Добавить в цитаты Настройки чтения

Страница 2 из 12



Вдруг, спохватившись, Борис заметил странность: «Черт, я, видимо, от этих стариков невольно заразился болтать по поэтическим шаблонам!» Внезапно мысль его прервал дедок, и как бы в подтверждение испортил снова воздух, и, не покраснев, промолвил полушепотом:

– Так вот что я скажу тебе, мой друг! Сдается мне, что скоро я умру и близок мой конец, но хочется пожить еще, пусть даже и недолго, на матушке-земле, чтоб напоследок, на своих двоих вдоль озера по лесу побродив, набрать грибков плетеное лукошко. Ты точно не Иисус, но только ты мне в этом деле подмогой будешь, а может быть, и кое-кто еще… – Немного помолчав, старик продолжил: – Ведь ты не представляешь, каково мне здесь. Каждое мгновенье ощущать, как тело мое заживо гниет, и мучиться, вдыхая смердятину свою же, и видеть одним лишь глазом, как женщина прекрасная моя вытаскивает раз за разом из-под моего разбитого каркаса посудины с дерьмом, и не иметь возможности ей вставить по первое число. Это точно худшее наказание из тех, что Зевс когда-то подлому Танталу прописал, – тот вечно мучился на свежем воздухе от жажды, будучи по горло в ключевой воде.

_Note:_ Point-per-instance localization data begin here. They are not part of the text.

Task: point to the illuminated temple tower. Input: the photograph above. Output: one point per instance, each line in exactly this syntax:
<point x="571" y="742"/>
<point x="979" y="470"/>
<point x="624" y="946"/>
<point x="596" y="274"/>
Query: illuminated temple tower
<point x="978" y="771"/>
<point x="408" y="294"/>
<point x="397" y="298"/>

Борису вдруг невольно показалось, что этот дед читает его мысли, и потому, опять не зная толком, что ответить, он, лишь слегка пожав плечами, выдал на-гора:

– Любому фрукту, сир, отмерен свой сезон, и ничего вам с этим не поделать, ибо ничто не вечно под Луной…

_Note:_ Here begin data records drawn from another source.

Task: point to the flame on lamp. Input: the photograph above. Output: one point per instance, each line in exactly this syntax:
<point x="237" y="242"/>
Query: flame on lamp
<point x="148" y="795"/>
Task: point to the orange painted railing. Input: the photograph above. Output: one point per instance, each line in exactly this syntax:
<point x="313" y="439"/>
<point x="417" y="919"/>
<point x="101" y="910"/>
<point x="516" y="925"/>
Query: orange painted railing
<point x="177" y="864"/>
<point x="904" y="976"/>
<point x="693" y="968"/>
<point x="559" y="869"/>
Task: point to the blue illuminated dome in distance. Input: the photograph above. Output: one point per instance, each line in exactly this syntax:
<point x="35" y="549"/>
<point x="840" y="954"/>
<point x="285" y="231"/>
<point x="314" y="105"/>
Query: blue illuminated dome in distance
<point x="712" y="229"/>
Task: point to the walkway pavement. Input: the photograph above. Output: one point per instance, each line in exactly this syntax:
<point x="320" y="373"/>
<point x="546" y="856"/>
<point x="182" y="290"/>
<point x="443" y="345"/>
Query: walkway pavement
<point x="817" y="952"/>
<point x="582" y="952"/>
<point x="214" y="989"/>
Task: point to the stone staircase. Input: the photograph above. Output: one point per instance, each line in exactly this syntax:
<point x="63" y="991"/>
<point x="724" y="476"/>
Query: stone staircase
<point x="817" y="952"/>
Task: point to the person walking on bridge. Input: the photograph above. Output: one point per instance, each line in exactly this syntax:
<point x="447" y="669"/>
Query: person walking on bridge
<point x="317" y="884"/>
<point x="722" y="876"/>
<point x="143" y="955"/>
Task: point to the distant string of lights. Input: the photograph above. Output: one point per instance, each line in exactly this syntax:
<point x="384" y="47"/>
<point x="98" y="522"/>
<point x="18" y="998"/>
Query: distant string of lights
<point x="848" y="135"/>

– Нечего кривляться и болтать черт знает что, при этом явно не подумав! – вновь заскрипел магистр. – Мне бы только выбраться отсюда, и ты мне в этом деле обязательно поможешь! – добавил он, и в голосе его почувствовалась некая угроза.

– Каким же образом? – Борис смутился и, не обращая внимания на фамильярность в свой адрес со стороны магистра, продолжил: – Ведь вы мне сами, сир, сказали, что не Иисус я, как и вы не Лазарь. Тогда как случаев других из этой области история, религия и даже медицина пока еще не ведают. Разве что в народных сказках поискать для вас решение проблемы или Дьявола позвать? Но для чего ему, скажите, ваша весьма порочная душа? Бессмертие взамен он вряд ли вам предложит.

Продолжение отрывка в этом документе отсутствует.